Russian authorities are drafting a new law that would legalize and regulate Islamic banking in the country, initially to be introduced across four Muslim-majority republics as part of a pilot scheme, including Chechnya, Dagestan, Tatarstan, and Russian Bashkiria.
The implementation of non-credit banking institutions would function as Financing Partnership Organisations (FPO), offering Sharia-compliant financial products catering to Muslim customers, according to a report by Russian daily Kommersant.
The report added that the FPOs would be under the jurisdiction of Russia’s Central Bank, which would oversee their operations.
In a statement on Friday announcing the project, the Chairman of the State Duma Committee on Financial Markets, Anatoly Aksakov said: “We have long received many relevant requests from activists in Bashkiria, Tatarstan, Chechnya, and other republics of the North Caucasus.”
“These initiatives are gaining attention because some countries in the Middle East and Asia have shown their interest in investing in these Russian regions, but they have not made this investment for religious reasons,” Aksakov added.
The move comes as Russia’s state banks have been hit with Western-imposed sanctions in response to ongoing military operations in Ukraine launched in February and is seen as a bid to lure alternative investors from Muslim countries.
Last year the State Duma Committee on Financial Markets reportedly established a working group on Islamic finance, aimed at stimulating investment from the UAE and other Muslim states.
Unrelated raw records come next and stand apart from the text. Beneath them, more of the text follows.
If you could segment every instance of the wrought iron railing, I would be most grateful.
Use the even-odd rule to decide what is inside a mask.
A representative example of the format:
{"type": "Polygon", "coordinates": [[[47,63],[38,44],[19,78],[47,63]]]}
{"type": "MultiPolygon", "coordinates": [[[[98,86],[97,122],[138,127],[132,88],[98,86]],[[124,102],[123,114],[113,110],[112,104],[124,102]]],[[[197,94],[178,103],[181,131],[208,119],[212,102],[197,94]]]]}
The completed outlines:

The global Islamic banking sector is said to be growing at an annual rate of 14 percent and is estimated to be worth $1.99 trillion, accounting for a six percent share in the non-Islamic global banking industry.
Muslim-majority countries such as Qatar, Turkiye, Saudi Arabia, Malaysia, UAE, Kuwait, and Pakistan account for the vast majority of Islamic banking assets 93 percent. The first Islamic bank established outside the Muslim world was in Britain in 2004.